JustPaste.it

Chciwość

Chciwość, co to jest , skąd się bierze i co z tego wynika

Chciwość, co to jest , skąd się bierze i co z tego wynika

 

Chciwość ! Każdy się z nią spotkał. W obecnym świecie jest tak nagminna, że jej nie zauważamy . Żądza posiadania i powiększania posiadania. Dopóki nas dopinguje, daje napędową różnicę potencjałów i (co najważniejsze) póki jest powstrzymywana

i ograniczana przez skromność i więzy z otoczeniem – jest paliwem i warunkiem postępu.

Jednak człowiek nie zna umiaru, czy mając 1 milion nie można zwolnić tempa. A może przystopować już przy połowie miliona?

Gdybyż to był tylko bodziec do ciężkiej pracy, ale nie ! ! Obecna postać niepohamowanej żądzy posiadania, to wyniszczanie innych, to mordercza (dosłownie) konkurencja. Bo gdyby wszyscy mieli dużo, to wszyscy byliby jednakowo biedni/bogaci; a zakażenie baccillusem żądzy manifestuje się nie posiadaniem więcej niż wczoraj (!) lecz więcej niż inni. Spotkałem się kiedyś z poglądem, że chciwość była i jest motorem rozwoju cywilizacji, ale czy na pewno ? Długotrwałe „panowanie” chciwość powoduje bardzo duże zróżnicowanie – i to nie tylko stanu majątkowego. Powoduje przede wszystkim u posiadających uczucie wyższości, a u nieposiadających poczucie wykluczenia. Gdzież jest więc złoty środek? I jaka jest jego definicja? Nie mam pojęcia ! Przeszliśmy przez różbe eksperymenty społeczne : niewolnictwo, feudalizm, kapitalizm, totalitaryzm, parę rewolucji i paręnaście dyktatur i wreszcie tzw. kapitalizm – czy , jak się to też określa, system gospodarki wolnorynkowej : i co ?! Każdy z nich kończył się fiaskiem, dysproporcjami, katastrofalnym wyzyskiem i (jakże często) uciskiem. Czy to oznacza, że to MY jesteśmy winni ? Czy z tych klocków nie można nic innego zbudować? Krótkie okresy solidaryzmu

i poczucia wspólnoty przedzielają długie (za długie) okresy wyniszczania i pogardy.

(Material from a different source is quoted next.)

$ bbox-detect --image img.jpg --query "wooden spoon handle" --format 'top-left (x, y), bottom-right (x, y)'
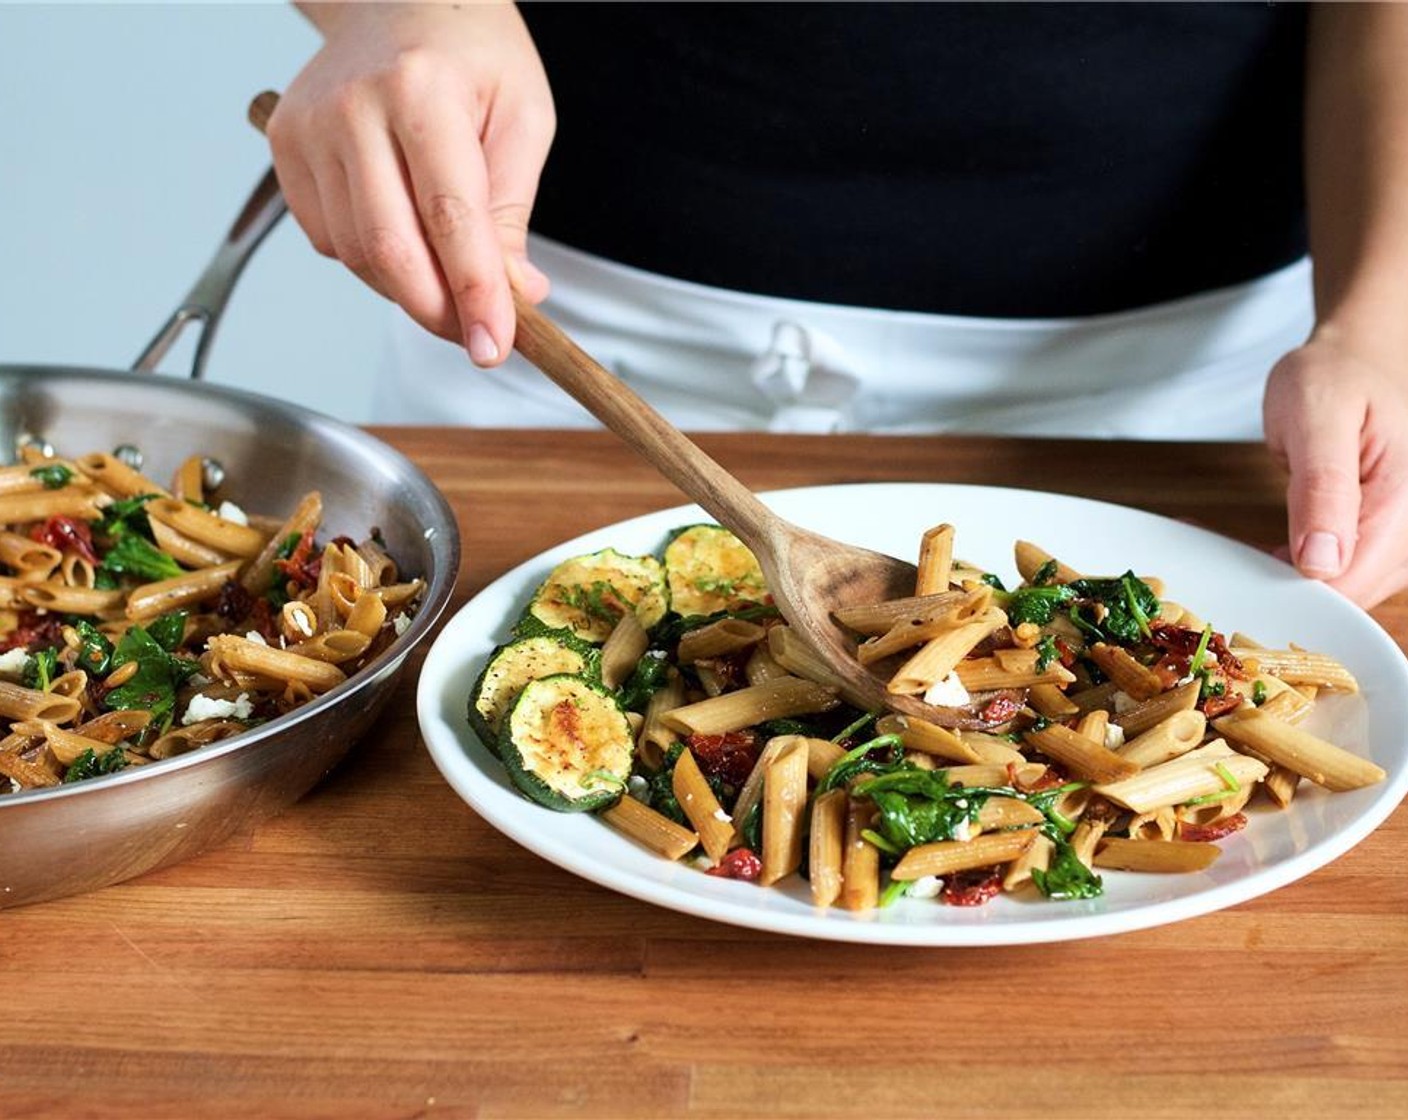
top-left (512, 291), bottom-right (778, 545)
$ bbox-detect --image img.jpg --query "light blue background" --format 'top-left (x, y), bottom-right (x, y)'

Co się musi zdarzyć, abyśmy dostrzegli wokół siebie innych ludzi? Jesteśmy zamknięci

w „dookólnym” lustrze : widzimy tylko siebie i nasze potrzeby i pragnienia.

Potrzeby i pragnienia innych są dla nas przeszkodą i traktujemy je i ich posiadaczy jak wrogów. Przykładów absurdalnej chciwości jest mnóstwo, ot choćby : wydajemy miliardy

na nowoczesne śmiercionośne maszyny, a człowieka można zabić widelcem ! Nie sugeruję wcale wojny widelcowej, o nie! Sugeruję wydawanie pieniędzy i ukierunkowanie działań na rozwój społeczny: zwalczanie chorób, zapewnienie godnego przeżywania jesieni życia, rozsądną (sic) opiekę nad słabszymi (taką by ich dopingowała , a nie rozleniwiała) itd. . . .

Ale cóż ja ! Nie jestem kaznodzieją, choć czasami aż się nasuwa : I have a dream . . .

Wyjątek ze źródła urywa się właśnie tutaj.